Coral hung up, but she didn’t call Koji. She got into bed and tried to sleep. The next night, he rang the doorbell, and when he came in, when he took her in his arms, when she started to cry, when he started to cry without even knowing what had happened, she told him the story.
And then she said, “I think we should break up. I love you, Koji. I always will. But I don’t want to do this. This isn’t the life I want.”
Koji looked at her, shocked.
“It’s just not what I want. I thought it was okay. But it’s not. It’s not okay.”
“What do you want?”
“I don’t know. But it isn’t this.”
“You’re mad at me because I was in Tokyo?”
“Yes.”
“You didn’t call me. You didn’t give me a chance.”

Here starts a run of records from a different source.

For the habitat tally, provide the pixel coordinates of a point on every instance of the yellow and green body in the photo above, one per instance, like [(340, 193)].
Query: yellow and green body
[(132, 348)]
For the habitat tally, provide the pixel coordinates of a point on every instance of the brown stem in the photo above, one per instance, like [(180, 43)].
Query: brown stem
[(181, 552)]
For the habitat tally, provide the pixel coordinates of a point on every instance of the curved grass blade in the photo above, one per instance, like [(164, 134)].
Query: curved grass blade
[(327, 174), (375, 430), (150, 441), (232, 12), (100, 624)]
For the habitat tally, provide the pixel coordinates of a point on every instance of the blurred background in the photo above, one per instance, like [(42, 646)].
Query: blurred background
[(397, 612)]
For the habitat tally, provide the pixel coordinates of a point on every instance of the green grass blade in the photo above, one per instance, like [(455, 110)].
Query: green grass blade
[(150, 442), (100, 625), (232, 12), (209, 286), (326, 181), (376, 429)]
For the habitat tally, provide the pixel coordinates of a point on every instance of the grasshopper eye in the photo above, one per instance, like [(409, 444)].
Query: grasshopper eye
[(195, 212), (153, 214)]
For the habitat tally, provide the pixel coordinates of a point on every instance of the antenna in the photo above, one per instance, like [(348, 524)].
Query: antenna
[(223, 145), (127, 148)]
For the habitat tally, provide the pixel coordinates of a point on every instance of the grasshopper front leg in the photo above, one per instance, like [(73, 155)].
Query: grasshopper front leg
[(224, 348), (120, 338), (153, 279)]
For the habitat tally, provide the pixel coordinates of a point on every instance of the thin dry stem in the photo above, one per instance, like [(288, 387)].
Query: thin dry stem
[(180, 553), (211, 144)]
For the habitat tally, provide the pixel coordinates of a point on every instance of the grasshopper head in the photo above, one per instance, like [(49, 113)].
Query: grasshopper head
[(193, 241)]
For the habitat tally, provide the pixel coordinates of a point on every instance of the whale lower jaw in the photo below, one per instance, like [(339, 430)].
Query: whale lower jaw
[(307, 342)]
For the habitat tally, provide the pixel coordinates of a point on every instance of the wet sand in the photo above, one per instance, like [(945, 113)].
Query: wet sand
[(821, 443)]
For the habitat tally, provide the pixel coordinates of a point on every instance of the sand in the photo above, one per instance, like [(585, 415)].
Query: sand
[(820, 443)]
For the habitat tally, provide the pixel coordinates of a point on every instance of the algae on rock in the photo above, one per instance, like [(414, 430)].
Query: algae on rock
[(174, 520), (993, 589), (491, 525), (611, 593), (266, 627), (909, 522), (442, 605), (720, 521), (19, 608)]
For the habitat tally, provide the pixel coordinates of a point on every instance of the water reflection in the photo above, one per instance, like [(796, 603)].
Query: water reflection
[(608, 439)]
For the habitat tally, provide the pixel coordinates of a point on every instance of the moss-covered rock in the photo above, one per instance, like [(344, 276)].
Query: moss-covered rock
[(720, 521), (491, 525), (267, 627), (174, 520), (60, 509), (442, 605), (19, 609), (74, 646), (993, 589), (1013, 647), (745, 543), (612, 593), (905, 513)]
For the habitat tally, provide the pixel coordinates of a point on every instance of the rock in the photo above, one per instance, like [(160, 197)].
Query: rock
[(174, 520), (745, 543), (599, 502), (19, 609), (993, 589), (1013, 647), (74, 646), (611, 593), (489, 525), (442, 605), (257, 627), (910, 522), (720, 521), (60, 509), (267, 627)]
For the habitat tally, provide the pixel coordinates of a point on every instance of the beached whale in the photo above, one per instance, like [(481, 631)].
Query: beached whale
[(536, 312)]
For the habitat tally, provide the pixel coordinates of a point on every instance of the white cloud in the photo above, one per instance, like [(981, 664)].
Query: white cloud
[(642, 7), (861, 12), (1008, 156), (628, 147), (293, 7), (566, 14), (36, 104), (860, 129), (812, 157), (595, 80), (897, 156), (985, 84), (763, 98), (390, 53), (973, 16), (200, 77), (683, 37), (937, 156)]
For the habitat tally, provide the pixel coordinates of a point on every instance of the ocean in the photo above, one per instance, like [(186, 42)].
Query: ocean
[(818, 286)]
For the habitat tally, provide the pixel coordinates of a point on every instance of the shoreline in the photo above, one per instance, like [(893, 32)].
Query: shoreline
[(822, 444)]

“What difference would it make?”
“I would’ve come.”
Coral almost started to cry but steeled herself. “And that wouldn’t have made any difference.”
Koji didn’t answer her then. He looked down at his hands, for a long while. Coral said nothing. She was thinking that she might never see him again, and that she had never loved anyone more than she loved him, and still, that she could not do it. She could not have a lover one week of the month; she couldn’t keep living this way. She would not.
Finally, he spoke.
“I don’t know what you want. But I do know what I want. I want you. I’ll leave Japan. If you’ll marry me, I’ll marry you. We can live right in this house. I can get a job here in a week. And we can have another baby. That’s what I want. That’s what I’ve always wanted. Please. Say yes.”